James Knight writes:
The comment
"
# Set IMAP_USELOCKS to 1 if you experience weird problems when using IMAP
# clients that open multiple connections to the server. I would hope that
# most IMAP clients are sane enough not to issue commands to multiple IMAP
# channels which conflict with each other.
"
is actually somewhat disingenuous as it says that clients have to issue
conflicting commands in order to be messed up. However, just having two
sessions issue NOOP commands simultaneously while having the same mailbox
selected counts as conflicting by this definition, and that is certainly
not something I would think of to protect against as a client writer!
If you are a client writer, and you have two IMAP sessions opening the same
folder, then you don't know what you're doing and you should not be writing
an IMAP client in the first place.
I would like to suggest that that option be changed to be on by default
and have a comment such as
# The IMAP_USELOCKS option should almost always be enabled.
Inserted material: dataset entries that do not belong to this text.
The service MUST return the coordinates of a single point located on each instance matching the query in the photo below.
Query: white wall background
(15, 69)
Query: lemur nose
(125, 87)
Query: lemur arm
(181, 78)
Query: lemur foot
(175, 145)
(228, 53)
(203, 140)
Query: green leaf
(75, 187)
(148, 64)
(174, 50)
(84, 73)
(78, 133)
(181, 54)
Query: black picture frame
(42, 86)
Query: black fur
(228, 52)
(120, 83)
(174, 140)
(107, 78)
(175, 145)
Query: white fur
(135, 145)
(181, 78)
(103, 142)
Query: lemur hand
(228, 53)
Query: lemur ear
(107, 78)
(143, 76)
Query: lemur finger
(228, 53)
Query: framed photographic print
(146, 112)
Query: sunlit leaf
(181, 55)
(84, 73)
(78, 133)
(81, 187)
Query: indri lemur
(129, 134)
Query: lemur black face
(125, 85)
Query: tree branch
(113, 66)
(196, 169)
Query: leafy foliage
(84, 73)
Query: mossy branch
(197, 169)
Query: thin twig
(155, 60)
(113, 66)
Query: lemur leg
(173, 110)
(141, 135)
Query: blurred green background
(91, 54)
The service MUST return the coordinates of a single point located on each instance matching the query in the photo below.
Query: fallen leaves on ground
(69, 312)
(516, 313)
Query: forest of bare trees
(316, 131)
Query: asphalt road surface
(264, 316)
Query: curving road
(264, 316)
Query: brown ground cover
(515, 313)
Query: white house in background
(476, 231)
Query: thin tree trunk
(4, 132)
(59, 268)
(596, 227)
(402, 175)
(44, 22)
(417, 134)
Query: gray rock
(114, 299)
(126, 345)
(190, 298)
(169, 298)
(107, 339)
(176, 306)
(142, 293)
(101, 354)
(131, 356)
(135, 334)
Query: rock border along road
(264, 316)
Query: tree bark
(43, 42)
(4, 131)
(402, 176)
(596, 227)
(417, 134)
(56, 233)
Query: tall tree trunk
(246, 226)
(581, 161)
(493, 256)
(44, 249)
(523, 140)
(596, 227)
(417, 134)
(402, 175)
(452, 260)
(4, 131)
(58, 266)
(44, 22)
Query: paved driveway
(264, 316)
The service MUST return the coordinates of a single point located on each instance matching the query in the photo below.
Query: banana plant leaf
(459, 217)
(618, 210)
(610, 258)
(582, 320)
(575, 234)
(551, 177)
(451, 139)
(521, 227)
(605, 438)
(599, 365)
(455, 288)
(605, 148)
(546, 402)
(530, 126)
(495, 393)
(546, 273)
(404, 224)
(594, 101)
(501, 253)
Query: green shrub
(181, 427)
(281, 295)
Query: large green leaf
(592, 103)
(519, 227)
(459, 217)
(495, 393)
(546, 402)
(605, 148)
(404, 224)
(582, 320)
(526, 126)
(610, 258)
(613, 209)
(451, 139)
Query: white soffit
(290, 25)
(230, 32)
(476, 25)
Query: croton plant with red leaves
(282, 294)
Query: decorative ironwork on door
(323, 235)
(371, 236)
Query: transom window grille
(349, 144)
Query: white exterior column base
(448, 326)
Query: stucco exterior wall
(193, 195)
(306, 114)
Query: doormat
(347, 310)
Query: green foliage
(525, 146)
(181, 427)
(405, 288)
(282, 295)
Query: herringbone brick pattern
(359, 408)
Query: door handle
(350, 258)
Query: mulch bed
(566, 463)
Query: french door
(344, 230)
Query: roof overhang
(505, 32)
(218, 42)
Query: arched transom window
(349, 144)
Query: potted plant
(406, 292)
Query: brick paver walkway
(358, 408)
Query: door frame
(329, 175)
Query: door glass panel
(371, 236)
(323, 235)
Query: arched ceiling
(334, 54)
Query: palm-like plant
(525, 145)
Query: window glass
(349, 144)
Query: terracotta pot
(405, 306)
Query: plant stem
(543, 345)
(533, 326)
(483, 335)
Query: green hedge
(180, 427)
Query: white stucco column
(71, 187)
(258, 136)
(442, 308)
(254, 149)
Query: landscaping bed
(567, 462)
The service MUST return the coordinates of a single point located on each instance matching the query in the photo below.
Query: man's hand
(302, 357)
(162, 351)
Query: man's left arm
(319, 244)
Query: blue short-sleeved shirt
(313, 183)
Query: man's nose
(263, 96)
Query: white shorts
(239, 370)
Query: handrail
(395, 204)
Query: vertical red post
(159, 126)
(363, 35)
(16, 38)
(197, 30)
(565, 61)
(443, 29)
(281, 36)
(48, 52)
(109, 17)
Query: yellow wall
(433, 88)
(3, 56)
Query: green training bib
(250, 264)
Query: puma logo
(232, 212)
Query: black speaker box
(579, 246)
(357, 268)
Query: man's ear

Only disable
it
# if you know that you will never have two connections open accessing the
same
# mailbox at the same time. Note that some clients (notably Outlook) do
this
# by themselves in the background so you might not know its happening.
This would probably remove the #1 issue people have with Courier imap, and
make it more correct out-of-the-box.
Nobody needs IMAP_USELOCKS except people with broken IMAP clients.